Monday, 10 November 2014

The Loveliness of Local Lit

This weekend was the first St Albans Literary festival, run by fabulous volunteers who worked their socks off for months. For four days a number of big names and local authors joined forces to catapult our conversations into new realms as they shared with us the fantastical worlds of their imagination, or conveyed with humour and authority new angles on fascinating areas of research. I came away wanting to write several books, and with a stack of fresh reading material. Culturebaby emerged waving, amongst other things, her signed copy of current favourite Bumpus Jumpus Dinosaurumpus and revealing with delight that T-Rex now roared her name inside the front cover.

There was something wonderful about the spectrum of offerings, the affordable tickets and the fact that many of the authors were local. For the children there was a packed programme of possible events - and for the schools there was even more on offer. We went to two great sessions with the little ones. The first was a bedtime story at Waterstones with Tamsyn Murray where excited children were invited to arrive in their pyjamas and snuggle up to listen to the author read her gorgeous picture book Snug as a Bug. There were crafts, hot chocolate and marshmallows to sip and even little woodland toys to adopt. The childen loved it; and I suspect, would jump at the chance again any day to legitimately stroll through town in dressing gowns when they should really have been in bed. There was also a great opportunity to hear Tony Mitton perform some of his wonderful poetry for children. Culturebaby has recently been well and truly stricken with the dinosaur bug and Tony's catchy Bumpus Jumpus Dinosaurumpus is a bedtime favourite. Old and young alike chuckled away at the Red Riding Hood rap and joined in as we were invited to fill in the missing rhymes in a host of Tony's poems.

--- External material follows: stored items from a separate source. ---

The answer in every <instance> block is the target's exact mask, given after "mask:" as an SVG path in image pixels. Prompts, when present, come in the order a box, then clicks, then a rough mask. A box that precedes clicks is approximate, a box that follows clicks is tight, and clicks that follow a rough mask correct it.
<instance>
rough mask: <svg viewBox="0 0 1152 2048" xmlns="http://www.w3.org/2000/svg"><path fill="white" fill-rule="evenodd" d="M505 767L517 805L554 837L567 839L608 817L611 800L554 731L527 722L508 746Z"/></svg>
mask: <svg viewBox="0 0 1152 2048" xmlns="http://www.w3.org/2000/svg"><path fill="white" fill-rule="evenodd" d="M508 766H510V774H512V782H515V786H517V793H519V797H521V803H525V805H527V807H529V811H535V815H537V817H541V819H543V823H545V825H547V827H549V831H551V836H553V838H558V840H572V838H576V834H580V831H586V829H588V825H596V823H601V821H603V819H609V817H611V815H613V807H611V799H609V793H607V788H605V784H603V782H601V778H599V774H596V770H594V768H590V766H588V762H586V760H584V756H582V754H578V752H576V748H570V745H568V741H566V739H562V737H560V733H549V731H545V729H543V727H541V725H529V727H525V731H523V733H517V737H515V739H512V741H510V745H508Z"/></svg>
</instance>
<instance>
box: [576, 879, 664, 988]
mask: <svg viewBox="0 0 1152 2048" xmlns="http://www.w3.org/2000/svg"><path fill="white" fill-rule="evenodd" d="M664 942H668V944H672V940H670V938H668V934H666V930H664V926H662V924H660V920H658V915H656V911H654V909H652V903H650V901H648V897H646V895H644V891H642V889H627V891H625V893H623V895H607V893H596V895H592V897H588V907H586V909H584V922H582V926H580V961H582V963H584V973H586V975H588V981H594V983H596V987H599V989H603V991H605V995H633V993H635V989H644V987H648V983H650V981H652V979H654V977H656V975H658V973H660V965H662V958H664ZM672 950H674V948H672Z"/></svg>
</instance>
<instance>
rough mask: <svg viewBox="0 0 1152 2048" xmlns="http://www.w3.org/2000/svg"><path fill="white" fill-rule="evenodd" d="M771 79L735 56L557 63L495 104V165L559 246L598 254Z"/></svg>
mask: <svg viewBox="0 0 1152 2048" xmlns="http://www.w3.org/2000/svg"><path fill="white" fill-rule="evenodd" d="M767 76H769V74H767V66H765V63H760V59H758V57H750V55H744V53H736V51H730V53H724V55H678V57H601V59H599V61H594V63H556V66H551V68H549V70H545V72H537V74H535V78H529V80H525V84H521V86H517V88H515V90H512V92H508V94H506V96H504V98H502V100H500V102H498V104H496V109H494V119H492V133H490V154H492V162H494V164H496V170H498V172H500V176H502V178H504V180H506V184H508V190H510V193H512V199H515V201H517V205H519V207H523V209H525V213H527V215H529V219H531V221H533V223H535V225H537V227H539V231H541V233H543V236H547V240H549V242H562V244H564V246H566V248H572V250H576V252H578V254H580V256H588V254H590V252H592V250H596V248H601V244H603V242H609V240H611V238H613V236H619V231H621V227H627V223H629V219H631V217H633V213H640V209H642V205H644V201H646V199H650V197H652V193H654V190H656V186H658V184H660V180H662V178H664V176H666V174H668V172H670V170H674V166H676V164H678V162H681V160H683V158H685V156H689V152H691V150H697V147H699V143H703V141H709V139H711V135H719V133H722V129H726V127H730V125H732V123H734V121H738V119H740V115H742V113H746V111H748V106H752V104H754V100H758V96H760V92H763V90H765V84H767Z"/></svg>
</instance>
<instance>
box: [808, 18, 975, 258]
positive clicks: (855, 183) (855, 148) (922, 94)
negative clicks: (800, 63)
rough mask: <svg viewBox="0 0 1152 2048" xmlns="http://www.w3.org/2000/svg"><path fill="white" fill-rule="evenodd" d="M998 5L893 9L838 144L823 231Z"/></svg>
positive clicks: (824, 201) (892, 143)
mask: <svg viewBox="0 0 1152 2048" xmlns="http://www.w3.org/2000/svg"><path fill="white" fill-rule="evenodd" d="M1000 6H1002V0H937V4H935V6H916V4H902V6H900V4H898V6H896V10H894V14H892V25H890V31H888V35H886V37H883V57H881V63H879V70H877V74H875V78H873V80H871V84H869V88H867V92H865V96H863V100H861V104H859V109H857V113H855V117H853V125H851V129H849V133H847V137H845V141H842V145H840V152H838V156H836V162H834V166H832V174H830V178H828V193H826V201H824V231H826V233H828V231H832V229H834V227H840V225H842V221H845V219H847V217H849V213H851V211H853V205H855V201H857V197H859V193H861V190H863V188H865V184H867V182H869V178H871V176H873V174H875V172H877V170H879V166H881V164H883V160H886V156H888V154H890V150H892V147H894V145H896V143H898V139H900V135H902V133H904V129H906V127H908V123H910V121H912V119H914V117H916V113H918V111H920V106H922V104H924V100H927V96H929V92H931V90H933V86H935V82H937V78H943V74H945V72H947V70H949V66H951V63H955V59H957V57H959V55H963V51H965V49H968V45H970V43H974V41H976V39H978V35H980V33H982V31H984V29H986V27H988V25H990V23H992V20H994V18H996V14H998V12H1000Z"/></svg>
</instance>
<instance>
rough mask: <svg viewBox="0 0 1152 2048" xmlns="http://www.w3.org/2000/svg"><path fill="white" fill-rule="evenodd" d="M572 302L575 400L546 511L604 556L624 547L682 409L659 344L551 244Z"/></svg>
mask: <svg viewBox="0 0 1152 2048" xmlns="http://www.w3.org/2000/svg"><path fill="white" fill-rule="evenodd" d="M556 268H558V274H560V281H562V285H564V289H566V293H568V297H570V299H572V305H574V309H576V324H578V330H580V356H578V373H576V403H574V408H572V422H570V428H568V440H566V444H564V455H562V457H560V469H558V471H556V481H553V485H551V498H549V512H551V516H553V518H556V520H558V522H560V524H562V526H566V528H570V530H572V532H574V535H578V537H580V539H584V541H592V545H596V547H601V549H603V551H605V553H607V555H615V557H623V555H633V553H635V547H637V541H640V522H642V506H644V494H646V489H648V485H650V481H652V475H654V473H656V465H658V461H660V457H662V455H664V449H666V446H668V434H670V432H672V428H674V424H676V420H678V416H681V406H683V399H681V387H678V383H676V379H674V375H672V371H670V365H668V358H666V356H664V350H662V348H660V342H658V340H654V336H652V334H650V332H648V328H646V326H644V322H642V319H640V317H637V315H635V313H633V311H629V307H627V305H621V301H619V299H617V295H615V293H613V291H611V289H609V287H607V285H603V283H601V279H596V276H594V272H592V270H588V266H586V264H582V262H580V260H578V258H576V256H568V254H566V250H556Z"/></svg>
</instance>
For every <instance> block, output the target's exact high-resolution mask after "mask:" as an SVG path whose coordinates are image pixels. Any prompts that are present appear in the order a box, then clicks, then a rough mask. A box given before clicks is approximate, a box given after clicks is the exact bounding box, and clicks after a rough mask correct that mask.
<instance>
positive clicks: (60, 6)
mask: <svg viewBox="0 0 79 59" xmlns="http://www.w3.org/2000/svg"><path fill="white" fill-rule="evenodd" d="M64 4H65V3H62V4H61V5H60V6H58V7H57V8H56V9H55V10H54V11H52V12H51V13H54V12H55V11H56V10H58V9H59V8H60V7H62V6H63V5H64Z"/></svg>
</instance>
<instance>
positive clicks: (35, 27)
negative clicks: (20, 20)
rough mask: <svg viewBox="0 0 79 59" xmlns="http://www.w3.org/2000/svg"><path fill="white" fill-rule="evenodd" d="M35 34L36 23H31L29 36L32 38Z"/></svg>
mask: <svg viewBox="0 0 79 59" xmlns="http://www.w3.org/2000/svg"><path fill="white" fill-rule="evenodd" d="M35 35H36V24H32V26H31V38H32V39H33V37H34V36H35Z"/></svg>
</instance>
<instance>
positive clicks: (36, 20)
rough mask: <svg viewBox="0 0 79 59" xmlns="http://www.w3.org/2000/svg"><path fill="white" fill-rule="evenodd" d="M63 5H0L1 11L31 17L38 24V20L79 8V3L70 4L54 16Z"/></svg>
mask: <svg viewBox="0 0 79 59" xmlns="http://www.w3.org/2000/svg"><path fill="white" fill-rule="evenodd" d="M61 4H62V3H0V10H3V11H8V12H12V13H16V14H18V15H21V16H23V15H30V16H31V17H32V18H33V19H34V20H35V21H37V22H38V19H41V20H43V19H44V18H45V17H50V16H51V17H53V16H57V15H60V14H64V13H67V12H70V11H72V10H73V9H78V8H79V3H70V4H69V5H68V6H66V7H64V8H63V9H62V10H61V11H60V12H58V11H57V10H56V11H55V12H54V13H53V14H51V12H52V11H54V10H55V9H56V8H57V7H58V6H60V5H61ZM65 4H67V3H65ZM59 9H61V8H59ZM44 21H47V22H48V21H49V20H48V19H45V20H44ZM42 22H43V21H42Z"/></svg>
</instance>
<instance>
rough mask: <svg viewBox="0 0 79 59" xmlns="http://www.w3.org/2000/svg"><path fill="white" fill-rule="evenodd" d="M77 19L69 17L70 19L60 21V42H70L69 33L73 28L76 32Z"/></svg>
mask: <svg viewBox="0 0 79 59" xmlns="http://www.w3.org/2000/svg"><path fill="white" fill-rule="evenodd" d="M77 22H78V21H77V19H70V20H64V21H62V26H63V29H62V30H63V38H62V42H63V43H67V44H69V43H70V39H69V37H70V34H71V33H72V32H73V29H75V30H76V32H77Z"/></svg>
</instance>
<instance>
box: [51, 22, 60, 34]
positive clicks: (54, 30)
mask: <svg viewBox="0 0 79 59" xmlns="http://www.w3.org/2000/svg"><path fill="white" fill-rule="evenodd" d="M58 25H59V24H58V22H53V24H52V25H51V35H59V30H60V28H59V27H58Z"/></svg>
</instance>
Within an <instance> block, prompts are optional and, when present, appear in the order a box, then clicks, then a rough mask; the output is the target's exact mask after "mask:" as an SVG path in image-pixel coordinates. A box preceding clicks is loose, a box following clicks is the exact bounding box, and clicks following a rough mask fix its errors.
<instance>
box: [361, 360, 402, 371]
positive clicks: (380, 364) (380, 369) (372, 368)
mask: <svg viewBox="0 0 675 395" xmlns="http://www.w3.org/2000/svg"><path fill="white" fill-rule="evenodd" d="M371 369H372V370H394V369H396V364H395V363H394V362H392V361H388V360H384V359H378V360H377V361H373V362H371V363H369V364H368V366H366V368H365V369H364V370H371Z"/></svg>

And, with thanks to Culturedad I was able to escape for a few hours of delightful literary boffinry where I masqueraded, albeit briefly, as a proper adult. First a murder mystery dinner with three award-winning local authors where I had the privilege of discussing with James Carol over pie (that Northern nectar of the gods) the origin of his novel Broken Dolls (soon to be brought to screen by Stephen Fry), witnessed a delighted couple discover that their house featured in one of the novels, and realise that I daily trot by the window behind which Victorian heroine Kitty Peck's future exploits are being created by a fellow heritage buff. I've emerged wanting to read all the novels, and will perhaps chuckle every time I cross Verulamium Park in the knowledge that it served as the literary landscape for the discovery of a lobotomised female. Then I was treated to a double whammy of archaeological lectures. The first with the thoroughly amusing, and himself rather reminiscent of Noah, Irving Finkel who relayed his exploits in turning the spectacular discovery of an ancient Babylonian tablet with instructions for how an ark should be created, into a circular floating reality complete with army of ants. This was swiftly followed by a fascinating and in-depth presentation of some of the latest research about Stonehenge by archaeologist Mike Parker Pearson. Finally our book club sipped wine in the atmospheric surroundings of the Lady Chapel of the ancient Abbey and listened to a successful double act of historian Leanda de Lisle and historical fiction-writer Conn Iggulden as they unpacked that most fascinating of families - The Tudors.

It was delightful to have such a wealth of knowledge and creativity celebrated and shared practically on our doorsteps, and priceless to see the excited Culturebabies prance around bookshops in pyjamas and meet the authors of much loved books. I very much hope that this will be the first of many such festivals, and perhaps in the future St Albans can wave the Lit Fest programme in the face of the Manchester Evening News when it next attempts to declare ours an uncultured city.